When I first purchased and installed my Jet Dust Collector I put 4" PVC from the collector, up and across the ceiling in two runs, each with 2 drop downs to equipment. I only used one run at a time. As the kids got older and we added some Kayaks to the mix, I took down one run to make room to hang the kayaks. Performance improved. Needed room to hang something else so I took down half of the other run. Performance improved again. I still had several "Y's" in-line in case I ever wanted to expand again. I noticed that these "Y's" were always full of saw-dust. Maybe they created a mini-vortex and created a problem? A few weeks ago I took out all of the "Y's" and now I have one straight run that drops down in the middle of the garage/shop. It has a 10' hose that I hook up to my planer, tablesaw, jointer, or bandsaw. The system looks more organized and cleaner and it has never worked better. I purchased a Bosch VAC 090AH for all of my portable tools. I think that I know have the optimal system for my space and tools. For my situation I determined that it is not an issue to connect each piece of equipment as I use it. Performance won over convenience. The convenience factor for me is the remote control to turn the system on and off. Also - a year ago I added a seperator plate below the filter, this helps with performance by keeping the pleated filter MUCH cleaner. The new Jet DC's have this from the factory but they won't sell you a retrofit kit.

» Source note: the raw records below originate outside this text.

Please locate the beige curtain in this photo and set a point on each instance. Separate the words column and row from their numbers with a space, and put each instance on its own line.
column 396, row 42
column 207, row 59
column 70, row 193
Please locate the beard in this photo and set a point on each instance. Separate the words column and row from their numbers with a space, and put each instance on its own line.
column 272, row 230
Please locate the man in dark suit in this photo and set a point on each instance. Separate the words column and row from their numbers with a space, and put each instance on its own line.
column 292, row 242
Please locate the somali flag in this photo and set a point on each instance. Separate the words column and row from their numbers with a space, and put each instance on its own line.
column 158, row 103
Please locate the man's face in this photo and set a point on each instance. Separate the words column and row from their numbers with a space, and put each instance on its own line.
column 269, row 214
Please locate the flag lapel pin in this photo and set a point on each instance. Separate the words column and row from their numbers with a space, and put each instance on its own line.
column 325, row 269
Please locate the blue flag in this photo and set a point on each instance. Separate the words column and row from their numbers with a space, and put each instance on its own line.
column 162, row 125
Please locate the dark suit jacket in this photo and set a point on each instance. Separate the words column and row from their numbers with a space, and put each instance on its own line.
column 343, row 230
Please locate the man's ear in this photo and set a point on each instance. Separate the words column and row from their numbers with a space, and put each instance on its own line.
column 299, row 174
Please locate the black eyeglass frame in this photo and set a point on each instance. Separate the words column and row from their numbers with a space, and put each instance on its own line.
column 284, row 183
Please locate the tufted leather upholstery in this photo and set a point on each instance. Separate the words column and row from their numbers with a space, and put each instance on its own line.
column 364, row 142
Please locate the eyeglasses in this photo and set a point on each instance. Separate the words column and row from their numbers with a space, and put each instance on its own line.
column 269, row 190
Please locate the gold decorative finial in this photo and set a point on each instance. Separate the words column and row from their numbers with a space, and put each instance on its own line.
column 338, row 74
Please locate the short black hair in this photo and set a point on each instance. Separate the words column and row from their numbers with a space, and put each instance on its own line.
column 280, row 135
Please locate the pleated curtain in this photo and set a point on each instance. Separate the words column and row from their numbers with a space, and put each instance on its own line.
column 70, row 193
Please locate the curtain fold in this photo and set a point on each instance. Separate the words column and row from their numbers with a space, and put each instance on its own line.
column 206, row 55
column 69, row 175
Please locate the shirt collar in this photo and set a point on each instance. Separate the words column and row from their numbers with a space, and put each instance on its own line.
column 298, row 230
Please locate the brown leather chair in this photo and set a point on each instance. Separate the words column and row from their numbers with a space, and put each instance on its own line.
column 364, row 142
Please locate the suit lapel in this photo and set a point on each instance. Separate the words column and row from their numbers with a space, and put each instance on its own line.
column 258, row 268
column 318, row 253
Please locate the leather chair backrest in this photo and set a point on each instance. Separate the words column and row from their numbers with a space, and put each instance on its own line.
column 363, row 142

I purchased a 3rd party one for around $30. It took 10 minutes to install it.


----------



## Lislewood (Apr 12, 2020)

So I updated as much as made financial sense at this time.
Thanks to all your suggestions, i have seen a dramatic improvement.
Next week I'll work on the discharge line.


----------



## clagwell (Dec 20, 2018)

Although I had the original SDD (5" in / 6" out) in mind when I suggested it I'm sure the 4" version is still a whole lot better than the trash can. Likely much better separation too! The reconfigured inlet also looks good.

Is that a repurposed 4" dryer vent going up the wall for your outlet? If you are keeping that, replacing the 5" hose won't make much difference. You really have to tackle the much bigger job of replacing the 4" main run with 5" first to get another big increment in performance. Also, you need the regular SDD to take full advantage of the 5" duct.


----------